Review: The Lost Town – The Dust (DSiWare)

4 mins read
Why The Lost Town – The Dust was developed for DSiWare, I have no idea. It’s an indie production with some great ideas under the hood, that is also severely hampered by the limitations of the platform.
It’s got a nice (if utterly cliché) setup. There’s a village in South America that has been isolated from the rest of the world and, thanks to an industrial chemicals accident, beset upon by monsters. Then one night a girl with serious attitude and weaponry rocks up ready to defend the town. Thankfully, this plot doesn’t overstep its bounds and fades right into the background once the game starts.

It’s a game that can be broken into two – quite literally day and night. The game features a clock that runs along at a snappy pace. During the “daylight” hours, the girl with the ‘tude wanders about the town, killing zombie monsters milling about and collecting experience points and weaponry as she rescues villages. Come “night,” those milling enemies suddenly become a lot more aggressive and start bee-lining towards a central refuge in waves, which you need to protect, so there are two ways to get the “game over” screen here – dying, or allowing enemies to break through into the refuge.

In addition to fighting personally, you can also set traps, upgrade buildings, and recruit heroes to help in your fight.
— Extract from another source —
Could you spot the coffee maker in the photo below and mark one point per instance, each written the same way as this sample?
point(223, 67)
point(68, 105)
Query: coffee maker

You’ll need to manage resources well, because they’re not always easy to come by, and the difficulty levels of this game can ramp up quite rapidly. Survive one night, and the next day begins – the process starts anew.

That’s all there is to this game, really, and that’s problem number one; it gets repetitive fast. Sure there’s some character customisation and the challenge will keep you on your toes, but The Dust is an immensely limited experience. To make matters worse, it only really lasts seven days and seven nights, then the game comes to its natural conclusion, and there’s not a great many reasons to play it through again.
Problem number two is the aesthetics. This is the kind of game that should be creepy. The music does a reasonable job of setting things up, and the premise is not so far from those B-grade horror zombie films that are so much fun to watch, but the game plays from a top-down perspective. That means for the entire game all you see is the tops of your character head, attacking the top of the enemy’s heads. Circle vs. circle is not an exciting or creepy design choice – this is why the industry moved to isometric perspectives a long time ago.

There’s also some irritating bugs to deal with. Pathfinding is terrible – enemies and characters routinely get stuck on walls and debris, and collision detection is wonky at best of times. Smashing those pots never happens on the first attempt.

There’s a lot to like about the game – it’s simple fun, but it’s addictive, and the mixing of tower defence elements with action RPG is an inspired – if safe – path to take. It’s just a pity that the end result is a game of missed opportunities. Hopefully a sequel can take better advantage of the opportunities this game gave itself, and perhaps on 3DS (or iPhone/ iPad) the game can make use of the softer platform restrictions to build a better fleshed out experience.